1. Epidemic Japanese encephalitis: The main endemic areas are in the Far East and Southeast Asia. It can be seen in South China, North China, and Northeast China, and the onset is concentrated in July, August, and September. It is caused by a virus and transmitted by mosquitoes; it is clinically onset, with features such as high fever, disturbance of consciousness, convulsions, tonic spasm and meningeal irritation, and severe patients often have sequelae after illness. After the Japanese encephalitis virus is inhaled into the mosquito's body with the blood, it first multiplies in the intestinal tract, then migrates to the salivary glands, and is transmitted to humans or animals after being bitten. Japanese encephalitis mainly occurs in infants and young children, which is caused by the virus using the imperfect immune system of infants and young children.
2. Dengue fever: an acute infectious disease caused by dengue virus and transmitted by mosquitoes. Dengue fever is mainly manifested by fever, skin rash, severe aches and pains of muscles and bones and joints, lymphadenopathy, leukopenia, etc., and has a low case fatality rate; Dengue hemorrhagic fever is mainly characterized by fever, rash, bleeding, and shock, and has a high case fatality rate.
3. Malaria: It is a well-known disease spread by mosquitoes. Malaria is transmitted by Anopheles mosquitoes. It is an infectious disease caused by the transmission of Plasmodium. It is more common in summer and can be ill all year round. It is more common in the Yangtze River Basin and its southern regions, and can spread all over the country. The incidence is less in northern areas. Clinical manifestations are: intermittent chills, high fever, sweating, swelling, anemia, clinically can be divided into three types of vivax malaria, third vivax malaria and falciparum malaria.
It is estimated that more than 700 million people spread diseases each year by mosquitoes, causing millions of deaths. These disease outbreaks are most common in Africa, Asia, Central America and South America, where disease prevalence, temperate climates and insufficient mosquito control provide greater opportunities for mosquitoes to transmit diseases.

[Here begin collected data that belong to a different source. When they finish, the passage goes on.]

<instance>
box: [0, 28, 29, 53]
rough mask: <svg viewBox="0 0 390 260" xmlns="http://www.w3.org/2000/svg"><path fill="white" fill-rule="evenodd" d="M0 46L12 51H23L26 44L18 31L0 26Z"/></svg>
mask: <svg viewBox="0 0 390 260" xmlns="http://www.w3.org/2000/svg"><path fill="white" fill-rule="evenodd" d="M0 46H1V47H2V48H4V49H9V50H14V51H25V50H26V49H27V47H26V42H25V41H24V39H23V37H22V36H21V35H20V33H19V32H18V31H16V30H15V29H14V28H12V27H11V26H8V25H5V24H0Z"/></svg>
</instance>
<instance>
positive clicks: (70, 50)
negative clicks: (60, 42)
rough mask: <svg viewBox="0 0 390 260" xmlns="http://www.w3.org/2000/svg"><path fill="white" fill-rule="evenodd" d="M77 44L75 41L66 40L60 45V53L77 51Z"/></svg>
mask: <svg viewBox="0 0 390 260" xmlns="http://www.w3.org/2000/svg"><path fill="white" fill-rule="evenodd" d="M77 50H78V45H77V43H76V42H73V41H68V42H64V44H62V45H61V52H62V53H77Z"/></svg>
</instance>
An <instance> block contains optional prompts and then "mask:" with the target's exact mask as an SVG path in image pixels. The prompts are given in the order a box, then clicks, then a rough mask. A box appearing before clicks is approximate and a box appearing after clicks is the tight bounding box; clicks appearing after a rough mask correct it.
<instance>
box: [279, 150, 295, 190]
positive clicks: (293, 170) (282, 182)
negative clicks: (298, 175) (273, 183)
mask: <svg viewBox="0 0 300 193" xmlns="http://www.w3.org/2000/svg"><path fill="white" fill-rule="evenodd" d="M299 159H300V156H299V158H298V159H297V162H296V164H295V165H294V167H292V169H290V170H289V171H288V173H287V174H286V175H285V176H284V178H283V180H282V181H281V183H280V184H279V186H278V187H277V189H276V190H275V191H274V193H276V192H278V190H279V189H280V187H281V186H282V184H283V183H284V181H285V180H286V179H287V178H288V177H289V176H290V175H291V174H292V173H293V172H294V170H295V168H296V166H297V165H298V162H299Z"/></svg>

Although mosquitoes can transmit diseases, modern medical technology also has corresponding treatment and prevention methods, but mosquito prevention, especially for infants with imperfect immune systems, should do a good job of mosquito prevention to avoid the harm of mosquito bites. Therefore, how to avoid mosquito bites is still a matter of great concern to people.
To prevent mosquitoes and other pests from biting, the Centers for Disease Control and Prevention (CDC) recommends the use of insect repellents registered by the U.S. Environmental Protection Agency (EPA). The EPA-registered insect repellent has been evaluated by the agency and its safety and effectiveness when used in accordance with the instructions on the product label have been confirmed. The EPA also evaluates products to determine that they do not pose a risk to more vulnerable groups such as children and pregnant women.